Stellen Sie sich vor: Der Raum füllt sich mit kraftvollen Klängen. Die Polizeimusik Tirol spielt am 27. November 2025 um 19:00 uhr.
Tradition trifft auf Moderne unter den Fresken von Cosmas Damian Asam. Der Eintritt ist frei – Spenden unterstützen die laufende Sanierung.
„Die Akustik unter der Kuppel ist einfach überwältigend. Hier wird Musik zu einem spirituellen Erlebnis.“
Regelmäßige Konzerte machen den dom zur Bühne. Von Orgelabenden bis zu Chorkonzerten – die Vielfalt begeistert.
Seit 2016 läuft ein Mega-Projekt. Dach, Fassade und Innenraum werden systematisch erneuert.
Die Schäden von Jahrhunderten müssen behoben werden. Fachleute arbeiten mit modernster Technik und traditionellen Handwerkstechniken.
Details zum Fortschritt finden Sie auf www.domsanierung.tirol.

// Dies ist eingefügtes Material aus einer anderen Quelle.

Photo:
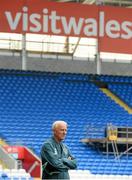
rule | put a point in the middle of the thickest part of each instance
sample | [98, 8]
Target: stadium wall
[65, 65]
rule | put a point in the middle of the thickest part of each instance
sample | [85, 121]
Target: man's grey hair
[56, 123]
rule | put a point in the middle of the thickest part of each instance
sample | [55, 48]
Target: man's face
[60, 132]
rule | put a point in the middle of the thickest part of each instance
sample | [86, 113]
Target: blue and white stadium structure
[46, 77]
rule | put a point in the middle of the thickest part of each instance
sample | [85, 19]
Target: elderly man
[56, 157]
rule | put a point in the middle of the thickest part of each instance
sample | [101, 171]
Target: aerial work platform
[116, 141]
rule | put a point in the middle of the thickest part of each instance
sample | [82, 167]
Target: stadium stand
[30, 102]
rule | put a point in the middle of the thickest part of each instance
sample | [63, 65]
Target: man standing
[56, 157]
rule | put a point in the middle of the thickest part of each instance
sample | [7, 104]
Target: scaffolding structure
[116, 140]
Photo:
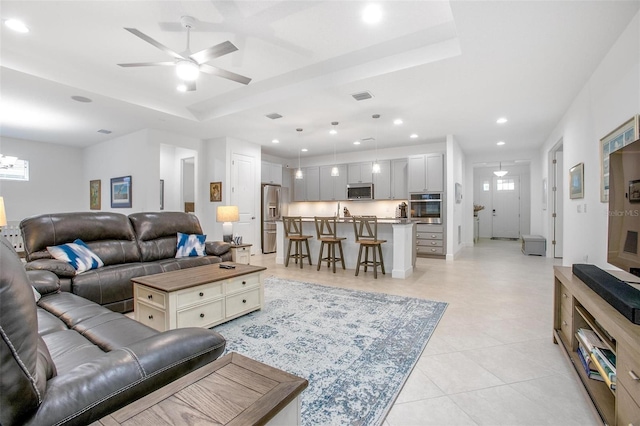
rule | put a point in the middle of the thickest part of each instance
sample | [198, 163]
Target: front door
[243, 195]
[506, 207]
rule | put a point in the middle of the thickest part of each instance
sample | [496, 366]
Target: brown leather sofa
[65, 360]
[130, 246]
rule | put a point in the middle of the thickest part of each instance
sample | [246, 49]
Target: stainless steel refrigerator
[271, 204]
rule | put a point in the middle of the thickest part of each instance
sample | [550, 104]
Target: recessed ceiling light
[372, 14]
[81, 99]
[16, 25]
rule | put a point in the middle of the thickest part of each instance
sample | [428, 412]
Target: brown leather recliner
[66, 360]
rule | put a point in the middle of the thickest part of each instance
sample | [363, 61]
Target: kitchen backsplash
[384, 208]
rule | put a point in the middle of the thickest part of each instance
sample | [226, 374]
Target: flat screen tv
[624, 208]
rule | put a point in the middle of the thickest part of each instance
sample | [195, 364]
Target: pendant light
[500, 173]
[376, 165]
[299, 171]
[335, 172]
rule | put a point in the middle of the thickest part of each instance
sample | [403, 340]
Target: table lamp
[227, 214]
[3, 214]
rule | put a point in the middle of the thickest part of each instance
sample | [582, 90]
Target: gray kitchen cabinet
[426, 173]
[333, 187]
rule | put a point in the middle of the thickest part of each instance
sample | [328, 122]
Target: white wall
[56, 182]
[610, 97]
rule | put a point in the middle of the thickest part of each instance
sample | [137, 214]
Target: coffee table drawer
[243, 283]
[199, 294]
[242, 302]
[151, 296]
[150, 316]
[202, 315]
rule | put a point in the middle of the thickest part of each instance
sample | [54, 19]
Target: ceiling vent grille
[362, 96]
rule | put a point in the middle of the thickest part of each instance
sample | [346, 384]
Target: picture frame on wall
[215, 191]
[622, 135]
[576, 181]
[121, 192]
[95, 194]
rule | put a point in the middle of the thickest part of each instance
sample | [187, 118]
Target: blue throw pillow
[190, 245]
[77, 254]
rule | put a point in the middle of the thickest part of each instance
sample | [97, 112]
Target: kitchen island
[397, 252]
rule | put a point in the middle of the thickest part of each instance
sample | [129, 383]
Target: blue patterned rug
[355, 348]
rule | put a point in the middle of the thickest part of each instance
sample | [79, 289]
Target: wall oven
[426, 207]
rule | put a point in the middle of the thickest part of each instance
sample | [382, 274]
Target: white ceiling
[443, 67]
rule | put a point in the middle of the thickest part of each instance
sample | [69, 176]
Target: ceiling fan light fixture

Jede Phase wird dokumentiert und transparent kommuniziert.
Jeder kann helfen, dieses kulturelle Erbe zu bewahren. Spenden sind der direkteste Weg zur Unterstützung.
Volunteering-Projekte bieten hands-on Erfahrungen. Selbst regelmäßige Besuche tragen zur Finanzierung bei.
Jeder Euro hilft, die barocke Pracht für kommende Generationen zu sichern. Gemeinsam schreiben wir Geschichte weiter!
Diese Kathedrale ist mehr als nur Stein und Mörtel. Sie pulsiert mit Leben, Geschichte und unvergesslichen Momenten.
Von Cranachs Gnadenbild bis zu Asams Fresken – jeder Winkel erzählt eine packende Geschichte. Die Musik der Pirchner-Orgel und das Geläut berühren tief.
Hier verbinden sich mittelalterliche Pilgertraditionen mit modernen Konzerten. Die laufende Sanierung sichert dieses Erbe für die Zukunft.
Ein Besuch schenkt Stille, Staunen und echte Gänsehautmomente. Dieses kulturelle Juwel verdient definitiv einen Platz auf Ihrer Liste!